Interrupting himself, Mr. Sarkar said:

"Perhaps I am doing injustice to many good works that are exhibited here by attempting this bird's-eye view in such a hurried manner. But I am talking only of certain special features that have attracted my attention in these few minutes. I cannot, however, bid you good-bye before I draw your attention to the pictures 133 and 135.”

These exhibits are known as The deserted house tells its owner's fate and Captive Light. The artist is Gaganendra Nath Tagore.

“The titles," remarked Mr. Sarkar, "are mysterious no doubt. The artist has chosen to be frankly mystical, at any rate, in description. But there is hardly anything mystifying in the works themselves.


“Ostensibly, the painter has given us some houses. But nobody would be prepared to believe that these are house-forms at all. One may not object to believing at the utmost that one is perhaps here in the presence of brick or stone structures. No stereotyped architectural design is there, nothing to connect it with the familar forms of masonry work, much to the discomfiture of the contractors and engineers. From this standpoint one would not be wrong if one were to believe that mystical something is in sight. Indeed, one might go to the extreme and remark that there does not seem to be anything in the line of conventional forms except only a few touches at different points."

“And yet I believe," said Mr.

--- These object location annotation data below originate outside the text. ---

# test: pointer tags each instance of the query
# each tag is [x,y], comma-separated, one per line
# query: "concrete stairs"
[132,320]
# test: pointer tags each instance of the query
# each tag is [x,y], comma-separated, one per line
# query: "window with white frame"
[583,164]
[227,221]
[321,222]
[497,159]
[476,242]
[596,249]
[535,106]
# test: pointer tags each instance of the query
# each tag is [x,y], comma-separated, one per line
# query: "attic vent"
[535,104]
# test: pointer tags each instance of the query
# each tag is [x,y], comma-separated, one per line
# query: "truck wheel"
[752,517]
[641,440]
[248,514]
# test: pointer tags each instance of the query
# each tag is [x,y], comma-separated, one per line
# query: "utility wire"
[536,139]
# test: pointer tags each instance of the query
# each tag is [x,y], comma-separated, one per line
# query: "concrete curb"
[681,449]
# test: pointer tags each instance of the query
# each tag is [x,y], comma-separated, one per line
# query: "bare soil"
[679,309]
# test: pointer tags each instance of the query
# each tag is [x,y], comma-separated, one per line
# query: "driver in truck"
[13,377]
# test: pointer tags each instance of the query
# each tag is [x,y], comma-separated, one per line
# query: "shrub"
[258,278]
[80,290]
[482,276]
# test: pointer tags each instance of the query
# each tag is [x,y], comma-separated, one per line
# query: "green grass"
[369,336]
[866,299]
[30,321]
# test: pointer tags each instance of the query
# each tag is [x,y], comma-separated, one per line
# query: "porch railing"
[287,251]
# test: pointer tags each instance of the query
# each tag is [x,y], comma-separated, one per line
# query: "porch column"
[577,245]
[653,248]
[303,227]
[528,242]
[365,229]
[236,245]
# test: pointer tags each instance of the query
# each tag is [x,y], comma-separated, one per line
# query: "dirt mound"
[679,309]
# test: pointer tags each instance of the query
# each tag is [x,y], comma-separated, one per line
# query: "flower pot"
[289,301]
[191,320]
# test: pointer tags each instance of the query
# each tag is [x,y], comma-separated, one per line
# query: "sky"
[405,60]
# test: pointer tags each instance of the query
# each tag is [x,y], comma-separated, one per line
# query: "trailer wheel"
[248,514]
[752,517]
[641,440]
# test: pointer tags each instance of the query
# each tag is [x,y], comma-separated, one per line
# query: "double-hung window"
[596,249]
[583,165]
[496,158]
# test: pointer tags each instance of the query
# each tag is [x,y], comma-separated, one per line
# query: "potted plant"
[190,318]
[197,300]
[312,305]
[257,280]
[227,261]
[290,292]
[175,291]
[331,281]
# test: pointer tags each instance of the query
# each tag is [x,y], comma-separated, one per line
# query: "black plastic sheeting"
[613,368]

Sedan, “that a lover of art will find in these formless forms of absolutely no historical racial context some of the most vital colour-compositions and architectonic expressions. The blue and white of 133 the red and blue of 135, exhibit delightful varieties of structural colour-design of moderately large sizes. There is plenty of nourishing food here for the student of æsthetics.


“Even without being able fully to understand what forms lie before our eyes, according to the recognized canons of the objective world, we feel that the shapes have been placed alongside of one another in symmetrical and harmonious groups. I should invite all art-critics and lovers of art to begin with such specimens as object lessons in ' pure art’.

"It is in such compositions, thoroughly futuristic as they are, that we begin to appreciate without the scaffolding of legends, stories, messages and moralizings, the foundations of genuine artistic sense. This artist is certainly a creator of new forms which no doubt have a great message to the souls that thirst for creation.”